Nyssen aussi: Actes Sud fait dans le BTP!

Ministre de la Culture Mme Nyssen “aussi”! Prise les doigts dans la «confiture» des passe-droits. C'était une des surprises de l'écurie Macron. La société civile et qui plus est éditrice d'une maison d'édition estimée et très prisée: Actes Sud. Mais au fond, Françoise Nyssen ne dément pas le mauvais dicton: “tous pareils”. C'est ce qui révèle le Canard Enchaîné dans son édition de ce mercredi.

Résultat de recherche d'images pour "Françoise Nyssan images"   C'est en 2011, au mois de mai, qu'une inspection des locaux d'Actes Sud se rend compte, en présence de Françoise Nyssan, que «d'importants travaux sont en cours de réalisation dans le bâtiment. Extension de la librairie, création de nouveaux locaux (…) La commission n'a pas connaissance de procès-verbal d'autorisation de travaux ou de permis de construire concernant la partie établissement public. La direction n'est pas en mesure de nous présenter ces documents», dixit les représentants de la préfecture, des agents municipaux et des pompiers. En effet, aucun dossier n'avait été déposé!

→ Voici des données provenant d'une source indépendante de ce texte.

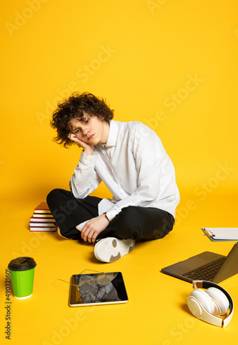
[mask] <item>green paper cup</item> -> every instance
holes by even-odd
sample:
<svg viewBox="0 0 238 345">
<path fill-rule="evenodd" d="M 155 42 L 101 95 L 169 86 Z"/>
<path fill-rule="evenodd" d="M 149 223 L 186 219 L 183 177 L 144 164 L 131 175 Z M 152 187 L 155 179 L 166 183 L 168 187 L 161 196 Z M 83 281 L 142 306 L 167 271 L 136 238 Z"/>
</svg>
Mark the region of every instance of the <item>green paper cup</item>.
<svg viewBox="0 0 238 345">
<path fill-rule="evenodd" d="M 22 257 L 12 260 L 8 268 L 14 297 L 19 299 L 29 298 L 32 295 L 34 268 L 36 264 L 32 257 Z"/>
</svg>

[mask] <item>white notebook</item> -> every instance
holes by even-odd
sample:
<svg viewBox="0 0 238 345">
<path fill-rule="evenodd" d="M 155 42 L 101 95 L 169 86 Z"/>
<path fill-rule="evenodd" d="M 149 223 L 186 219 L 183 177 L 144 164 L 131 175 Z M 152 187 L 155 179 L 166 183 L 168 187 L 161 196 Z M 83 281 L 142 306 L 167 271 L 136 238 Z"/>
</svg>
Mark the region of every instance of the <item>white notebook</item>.
<svg viewBox="0 0 238 345">
<path fill-rule="evenodd" d="M 238 228 L 202 228 L 211 241 L 238 241 Z"/>
</svg>

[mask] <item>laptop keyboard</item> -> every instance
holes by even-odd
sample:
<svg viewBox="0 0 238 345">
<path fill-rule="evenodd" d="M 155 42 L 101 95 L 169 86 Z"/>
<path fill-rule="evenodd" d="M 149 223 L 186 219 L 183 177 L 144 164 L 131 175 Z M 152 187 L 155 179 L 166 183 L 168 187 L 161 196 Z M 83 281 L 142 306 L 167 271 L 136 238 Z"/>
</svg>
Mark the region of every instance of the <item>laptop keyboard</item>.
<svg viewBox="0 0 238 345">
<path fill-rule="evenodd" d="M 211 281 L 215 276 L 226 257 L 221 257 L 213 262 L 212 264 L 202 266 L 195 270 L 190 270 L 182 275 L 193 280 Z"/>
</svg>

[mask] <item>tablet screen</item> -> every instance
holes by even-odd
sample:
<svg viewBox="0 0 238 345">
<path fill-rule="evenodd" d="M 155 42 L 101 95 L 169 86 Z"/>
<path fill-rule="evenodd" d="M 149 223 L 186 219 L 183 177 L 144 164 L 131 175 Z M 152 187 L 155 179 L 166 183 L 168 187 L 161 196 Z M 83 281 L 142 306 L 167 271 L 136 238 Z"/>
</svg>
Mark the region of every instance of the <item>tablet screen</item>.
<svg viewBox="0 0 238 345">
<path fill-rule="evenodd" d="M 112 304 L 128 302 L 120 272 L 74 275 L 71 277 L 69 306 Z"/>
</svg>

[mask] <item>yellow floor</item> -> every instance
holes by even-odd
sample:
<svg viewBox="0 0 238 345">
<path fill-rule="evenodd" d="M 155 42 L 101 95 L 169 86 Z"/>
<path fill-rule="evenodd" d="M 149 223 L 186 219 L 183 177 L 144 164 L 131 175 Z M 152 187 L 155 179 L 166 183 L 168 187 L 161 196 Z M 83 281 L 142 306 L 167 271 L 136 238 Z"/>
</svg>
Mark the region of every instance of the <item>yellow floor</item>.
<svg viewBox="0 0 238 345">
<path fill-rule="evenodd" d="M 193 200 L 193 210 L 187 208 Z M 41 201 L 41 200 L 39 200 Z M 236 226 L 235 196 L 208 195 L 199 201 L 182 195 L 177 225 L 162 240 L 140 243 L 128 255 L 113 264 L 98 262 L 93 246 L 65 240 L 56 233 L 30 233 L 28 218 L 36 200 L 6 201 L 1 209 L 1 344 L 227 344 L 237 338 L 238 275 L 220 284 L 232 297 L 235 313 L 226 328 L 193 317 L 186 306 L 189 283 L 171 277 L 160 269 L 204 250 L 226 255 L 235 242 L 214 243 L 203 235 L 202 226 Z M 32 296 L 6 304 L 5 272 L 16 256 L 34 257 Z M 85 268 L 121 271 L 129 302 L 121 305 L 70 308 L 69 281 Z M 10 305 L 10 342 L 3 333 Z M 9 315 L 9 314 L 8 314 Z"/>
</svg>

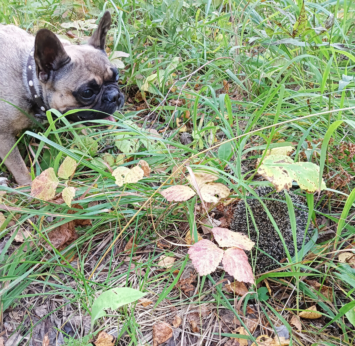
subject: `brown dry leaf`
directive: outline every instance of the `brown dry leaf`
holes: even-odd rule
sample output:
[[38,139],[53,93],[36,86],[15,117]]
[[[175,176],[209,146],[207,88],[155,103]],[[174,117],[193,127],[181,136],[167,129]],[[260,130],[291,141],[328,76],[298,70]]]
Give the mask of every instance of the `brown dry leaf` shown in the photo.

Plus tard, un maire-adjoint (Daniel Richard) avait écrit à son Maire, en septembre 2011, «J'attire votre attention sur la situation irrégulière de cet établissement. Permettez-moi de vous suggérer de ne participer à aucune manifestation émanant de cet établissement». Le Maire, Hervé Schiavetti, soucieux des bonnes relations avec son couple ami, pourvoyeur d'emplois dans la commune aurait reconnu, toujours selon le Canard Enchaîné, «On a souvent écrit à Jean Paul (le Mr Nyssen...) pour se plaindre de ses constructions».

En mai 2017 Madame devient ministre et les propriétaires se disent que ça la fout mal si on ébruite les irrégularités... et une demande d'autorisation de travaux, déjà effectués, est déposée par Mr Capitani (l'époux) à travers sa société immobilière Saint-Martin. Les irrégularités demeurent, la façade après les travaux n'est pas tout à fait d'équerre et même si on reconnaît la « non-conformité » avec le projet présenté, l'architecte des Bâtiments de France aurait fini par donner son aval. Il semblerait qu'on fait comme on peut, pour les petits arrangements.

Bref on « baigne » dans un intéressant cas d'école où des gens de bien prennent des libertés avec la réglementation, font comme bon leur semble, on dit même qu'ils ont utilisé pour la façade, dans un lieu privilégié du vieil Arles, plutôt du toc. Les passe-droits décrits par le palmipède du mercredi sont manifestes. L’indifférence aux sollicitations de leur copain-Maire n'est pas très fair-play.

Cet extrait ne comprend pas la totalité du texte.